Wow that answer was very inspiring and informative in a number of ways. Thank you! I am looking forward to getting to week 3! I am really enjoying the course so far.
If I remember correctly, prof. Ng. talked about noticing big differences of weights/ biases in a specific layer, and that is where we need to carefully check the code. Because, suppose I have 20 layers in the future, the problems might be less obvious to find.
Do those frameworks make the grad checking automatically upon our request, so that we don’t need to worry about it?
Yes, the networks we build here start pretty small, but things get pretty big pretty fast.

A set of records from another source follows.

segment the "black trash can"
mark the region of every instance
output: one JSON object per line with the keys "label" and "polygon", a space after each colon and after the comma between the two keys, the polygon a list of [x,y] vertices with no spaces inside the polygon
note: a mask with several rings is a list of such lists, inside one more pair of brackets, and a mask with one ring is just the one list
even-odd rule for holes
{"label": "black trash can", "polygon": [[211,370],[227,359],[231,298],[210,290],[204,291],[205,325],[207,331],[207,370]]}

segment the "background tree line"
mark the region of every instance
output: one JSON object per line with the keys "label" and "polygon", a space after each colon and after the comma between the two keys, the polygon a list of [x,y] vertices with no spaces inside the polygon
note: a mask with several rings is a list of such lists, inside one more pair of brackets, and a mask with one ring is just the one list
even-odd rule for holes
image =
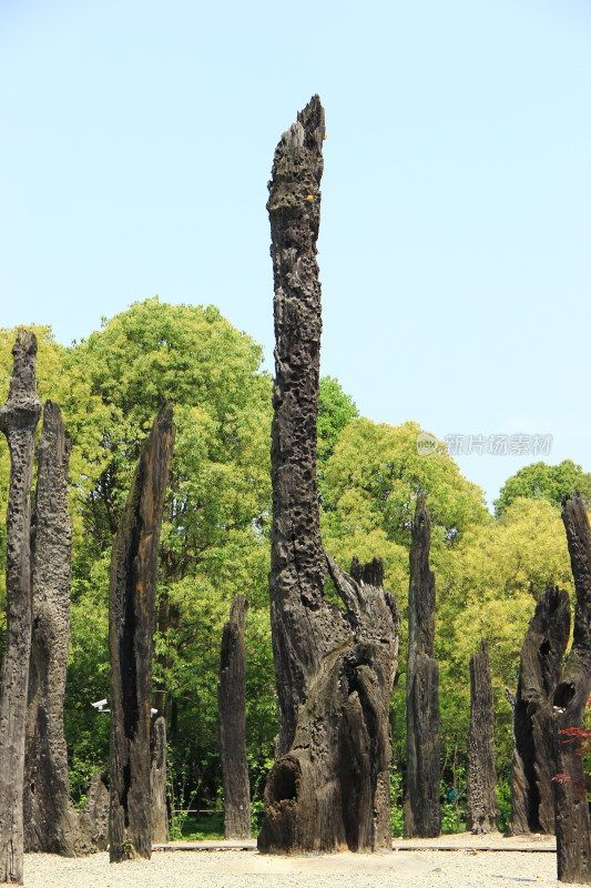
{"label": "background tree line", "polygon": [[[73,444],[65,730],[74,798],[81,799],[91,773],[106,769],[109,760],[108,718],[90,704],[108,696],[109,689],[111,542],[141,441],[169,398],[177,436],[161,538],[154,706],[169,725],[173,807],[221,801],[216,685],[222,627],[236,593],[251,605],[247,745],[256,806],[277,733],[267,593],[272,379],[262,369],[262,350],[214,306],[173,306],[157,297],[103,319],[100,331],[70,347],[57,343],[50,327],[32,329],[39,340],[39,395],[61,405]],[[16,331],[0,330],[2,400],[14,339]],[[360,417],[335,379],[322,380],[318,475],[324,545],[344,565],[353,555],[361,562],[381,556],[385,586],[401,606],[401,668],[391,705],[396,787],[405,769],[410,523],[418,491],[427,493],[437,581],[444,780],[461,790],[468,663],[485,636],[495,688],[502,808],[512,749],[505,687],[516,688],[519,650],[539,595],[549,584],[573,594],[560,497],[578,487],[589,503],[591,475],[570,461],[526,466],[507,481],[493,517],[481,490],[460,474],[442,444],[429,456],[418,455],[420,431],[415,422],[389,426]],[[9,471],[2,441],[2,515]],[[2,519],[2,599],[4,561]]]}

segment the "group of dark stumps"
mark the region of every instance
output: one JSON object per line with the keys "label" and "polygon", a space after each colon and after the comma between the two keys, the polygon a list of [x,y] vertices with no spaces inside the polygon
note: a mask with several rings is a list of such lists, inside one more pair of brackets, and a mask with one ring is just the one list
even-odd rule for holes
{"label": "group of dark stumps", "polygon": [[[389,703],[400,615],[384,564],[349,573],[323,548],[316,478],[322,332],[316,241],[320,221],[324,109],[317,95],[276,148],[267,210],[275,313],[272,425],[271,623],[279,735],[258,835],[264,852],[391,848]],[[94,775],[74,810],[63,734],[70,632],[70,444],[48,401],[31,509],[37,342],[19,331],[0,428],[11,460],[7,512],[7,648],[0,702],[0,882],[21,884],[23,851],[111,861],[150,857],[167,840],[166,736],[156,719],[151,754],[157,547],[175,426],[164,404],[144,441],[113,543],[110,789]],[[437,458],[429,456],[427,458]],[[562,503],[577,593],[573,639],[565,592],[548,588],[521,652],[513,707],[510,831],[556,833],[558,877],[591,884],[591,844],[580,728],[591,693],[591,531],[578,493]],[[435,837],[439,800],[439,700],[430,518],[418,492],[411,527],[405,835]],[[330,576],[344,607],[329,605]],[[220,755],[225,836],[249,836],[245,747],[244,626],[236,596],[222,639]],[[467,828],[497,828],[492,686],[487,643],[470,659]]]}

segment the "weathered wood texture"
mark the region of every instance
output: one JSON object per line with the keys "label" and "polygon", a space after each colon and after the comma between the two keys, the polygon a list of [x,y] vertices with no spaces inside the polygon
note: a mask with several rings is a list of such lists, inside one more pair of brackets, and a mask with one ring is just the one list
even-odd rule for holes
{"label": "weathered wood texture", "polygon": [[248,602],[236,595],[224,624],[217,684],[220,764],[224,787],[224,838],[251,838],[251,788],[246,761],[246,650]]}
{"label": "weathered wood texture", "polygon": [[550,587],[540,596],[528,626],[512,700],[510,836],[554,833],[552,694],[560,680],[569,635],[569,595]]}
{"label": "weathered wood texture", "polygon": [[316,477],[322,332],[316,240],[324,134],[324,108],[315,95],[283,134],[268,184],[276,341],[269,586],[279,755],[294,739],[298,707],[323,646],[309,615],[322,608],[326,579]]}
{"label": "weathered wood texture", "polygon": [[432,838],[441,831],[439,666],[434,658],[435,574],[429,568],[431,522],[421,493],[412,519],[408,585],[407,838]]}
{"label": "weathered wood texture", "polygon": [[470,731],[468,734],[466,829],[497,830],[495,774],[495,698],[488,659],[488,644],[470,657]]}
{"label": "weathered wood texture", "polygon": [[351,634],[327,648],[299,708],[292,748],[271,770],[258,836],[263,851],[391,848],[388,706],[398,607],[383,588],[381,562],[361,566],[354,559],[350,575],[330,555],[327,562],[347,608],[338,618]]}
{"label": "weathered wood texture", "polygon": [[166,809],[166,719],[154,723],[154,751],[152,755],[152,845],[169,841],[169,813]]}
{"label": "weathered wood texture", "polygon": [[109,845],[109,789],[101,771],[93,774],[84,809],[80,814],[77,854],[105,851]]}
{"label": "weathered wood texture", "polygon": [[48,401],[31,519],[33,625],[24,751],[24,850],[67,857],[74,856],[78,827],[63,734],[72,574],[70,448],[60,407]]}
{"label": "weathered wood texture", "polygon": [[[323,552],[316,478],[324,109],[317,95],[275,151],[267,209],[275,283],[269,575],[279,715],[265,851],[389,847],[388,704],[398,609],[377,562],[351,576]],[[347,612],[324,601],[327,566]]]}
{"label": "weathered wood texture", "polygon": [[111,556],[110,859],[150,857],[150,709],[162,509],[175,427],[165,404],[131,483]]}
{"label": "weathered wood texture", "polygon": [[7,649],[0,702],[0,882],[22,882],[24,731],[31,648],[31,484],[37,395],[37,339],[19,330],[0,430],[10,451],[7,511]]}
{"label": "weathered wood texture", "polygon": [[581,741],[577,731],[582,726],[591,693],[591,528],[578,492],[562,501],[562,521],[567,531],[577,605],[572,646],[562,678],[552,696],[558,878],[589,885],[589,805]]}

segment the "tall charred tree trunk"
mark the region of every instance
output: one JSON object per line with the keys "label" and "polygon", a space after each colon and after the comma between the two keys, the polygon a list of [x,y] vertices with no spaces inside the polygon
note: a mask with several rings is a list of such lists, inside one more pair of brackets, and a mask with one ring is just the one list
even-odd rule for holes
{"label": "tall charred tree trunk", "polygon": [[577,605],[572,647],[552,697],[558,878],[590,885],[589,804],[578,733],[591,693],[591,528],[579,492],[562,501],[562,521]]}
{"label": "tall charred tree trunk", "polygon": [[33,628],[24,751],[24,849],[67,857],[74,856],[77,839],[63,735],[72,575],[70,448],[60,407],[48,401],[31,522]]}
{"label": "tall charred tree trunk", "polygon": [[166,722],[163,716],[154,723],[154,755],[152,756],[152,845],[169,841],[166,810]]}
{"label": "tall charred tree trunk", "polygon": [[435,574],[429,568],[431,521],[424,494],[417,497],[411,535],[406,675],[405,837],[432,838],[441,831],[439,666],[434,658]]}
{"label": "tall charred tree trunk", "polygon": [[217,684],[220,763],[224,786],[224,838],[251,838],[251,788],[246,761],[246,650],[248,602],[236,595],[224,624]]}
{"label": "tall charred tree trunk", "polygon": [[175,427],[165,404],[131,483],[111,556],[110,859],[151,854],[150,709],[162,509]]}
{"label": "tall charred tree trunk", "polygon": [[497,830],[495,775],[495,698],[488,662],[488,644],[480,640],[480,654],[470,657],[470,733],[468,734],[468,779],[466,829]]}
{"label": "tall charred tree trunk", "polygon": [[570,636],[570,599],[548,588],[528,626],[513,702],[511,820],[508,834],[554,833],[552,694]]}
{"label": "tall charred tree trunk", "polygon": [[22,793],[27,687],[31,649],[31,484],[34,430],[41,413],[35,385],[37,339],[19,330],[12,379],[0,407],[10,451],[7,511],[7,649],[0,702],[0,882],[22,882]]}
{"label": "tall charred tree trunk", "polygon": [[[315,95],[275,151],[267,209],[275,281],[271,623],[279,758],[263,851],[390,848],[388,706],[399,616],[384,567],[346,574],[323,551],[316,478],[324,109]],[[324,601],[327,567],[346,613]]]}

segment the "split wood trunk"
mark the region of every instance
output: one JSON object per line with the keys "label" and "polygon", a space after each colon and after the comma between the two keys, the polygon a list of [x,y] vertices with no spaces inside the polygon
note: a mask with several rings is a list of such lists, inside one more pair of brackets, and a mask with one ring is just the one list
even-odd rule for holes
{"label": "split wood trunk", "polygon": [[[271,624],[278,760],[263,851],[391,847],[388,706],[399,616],[383,565],[348,575],[323,551],[316,477],[324,109],[317,95],[275,151],[267,209],[275,283]],[[346,613],[324,601],[330,571]]]}
{"label": "split wood trunk", "polygon": [[154,723],[154,754],[152,756],[152,845],[169,841],[169,813],[166,810],[166,719]]}
{"label": "split wood trunk", "polygon": [[33,627],[24,753],[24,849],[67,857],[75,854],[78,820],[70,800],[63,734],[72,575],[70,448],[60,407],[48,401],[31,521]]}
{"label": "split wood trunk", "polygon": [[577,492],[562,501],[577,605],[572,647],[552,698],[558,878],[591,884],[587,779],[579,731],[591,693],[591,528]]}
{"label": "split wood trunk", "polygon": [[165,404],[144,441],[111,556],[110,859],[151,854],[150,710],[162,509],[175,427]]}
{"label": "split wood trunk", "polygon": [[31,484],[37,395],[37,339],[19,330],[10,390],[0,430],[10,451],[7,511],[7,649],[0,703],[0,882],[22,882],[23,773],[27,688],[31,648]]}
{"label": "split wood trunk", "polygon": [[90,781],[84,809],[80,813],[79,837],[75,850],[79,854],[105,851],[109,845],[109,789],[101,771],[95,771]]}
{"label": "split wood trunk", "polygon": [[468,734],[466,829],[497,830],[497,780],[495,774],[495,698],[482,638],[480,653],[470,657],[470,731]]}
{"label": "split wood trunk", "polygon": [[411,529],[406,676],[407,796],[405,837],[441,831],[439,666],[435,646],[435,574],[429,568],[431,522],[425,495],[417,496]]}
{"label": "split wood trunk", "polygon": [[220,764],[224,787],[224,838],[251,838],[251,789],[246,761],[246,650],[248,602],[236,595],[224,624],[217,684]]}
{"label": "split wood trunk", "polygon": [[[350,574],[327,554],[347,608],[350,635],[327,649],[299,708],[289,751],[273,766],[265,787],[262,851],[375,851],[391,849],[388,708],[398,655],[399,613],[383,588],[384,564]],[[338,625],[338,624],[337,624]],[[326,633],[325,638],[330,640]]]}
{"label": "split wood trunk", "polygon": [[513,706],[510,836],[554,833],[552,695],[560,680],[570,636],[570,599],[548,588],[528,626],[521,648]]}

We’ll see networks with hundreds of layers in C4.
Once you switch to using a Framework, you don’t really need gradient checking, because the whole point of using TF or PyTorch is that you can assume that the code is correct: somebody else did the work of writing the code and debugging and tuning it. Of course that doesn’t mean that the network architecture and other hyperparameters you have chosen are correct to give the best performance. So you still have plenty of things to worry about, but code correctness for the underlying algorithms is no longer one of them.